The Training Folder
“Let's start at the very beginning, A very good place to start.”( Sound of music).
Primary objective of all labour law posts I will make:
You must be able to go to the CMMA or Labour court with a bundle of documents and prove that the dismissal of your staff member was both substantively and procedurally fair.
Learning outcome: Your internal HR/labour law function:To get all your internal processes in place
1. Proof of training is important especially where the dismissal is for poor work performance or where an employee is dismissed after a probationary period;
2. It doesn’t help your case if you do dismiss an employee for poor work performance or dismiss an employee for not performing well after probation if all you have is your own word that proper training and induction was conducted. Yes, in terms of the law of evidence, oral evident is extremely important, but when you have documentary evidence to support your cause, you can state your case much better;
3. Section 8(2) of Schedule 8 of the Labour Relations Act provides inter alia,
“ (2) After probation, an employee should not be dismissed for unsatisfactory performance unless the employer has-
(a) given the employee appropriate evaluation, instruction, training, guidance or counselling; and
(b) after a reasonable period of time for improvement, the employee continues to perform unsatisfactorily.
(3) The procedure leading to dismissal should include an investigation to establish the reasons for the unsatisfactory performance and the employer should consider other ways, short of dismissal, to remedy the matter.”
In practice, your signed code of conduct attendance register, your training folder(attached here) will prove to be beneficial!

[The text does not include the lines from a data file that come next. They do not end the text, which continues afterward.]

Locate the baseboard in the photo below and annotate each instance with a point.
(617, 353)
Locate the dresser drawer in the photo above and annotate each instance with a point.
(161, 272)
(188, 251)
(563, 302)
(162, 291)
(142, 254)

4. Section 9 of Schedule 8 of the Labour Relations Act provides:
“Any person determining whether a dismissal for poor work performance is unfair should consider –
(a) whether or not the employee failed to meet a performance standard; and
(b) if the employee did not meet a required performance standard whether or not-
(i) the employee was aware, or could reasonably be expected to have been aware, of the required performance standard;
(ii) the employee was given a fair opportunity to meet the required performance standard; and
(iii) dismissal was an appropriate sanction for not meeting the required performance standard
5. I am just going to focus section 9(b)(1) “the employee was aware, or could reasonably be expected to have been aware, of the required performance standard;”
6. A common excuse for an employee not performing well in terms of work performance is , “ I didn’t know”, so my question to you is this, how do you now prove that the employee did indeed know?
7. Can you now see where the training folder comes in?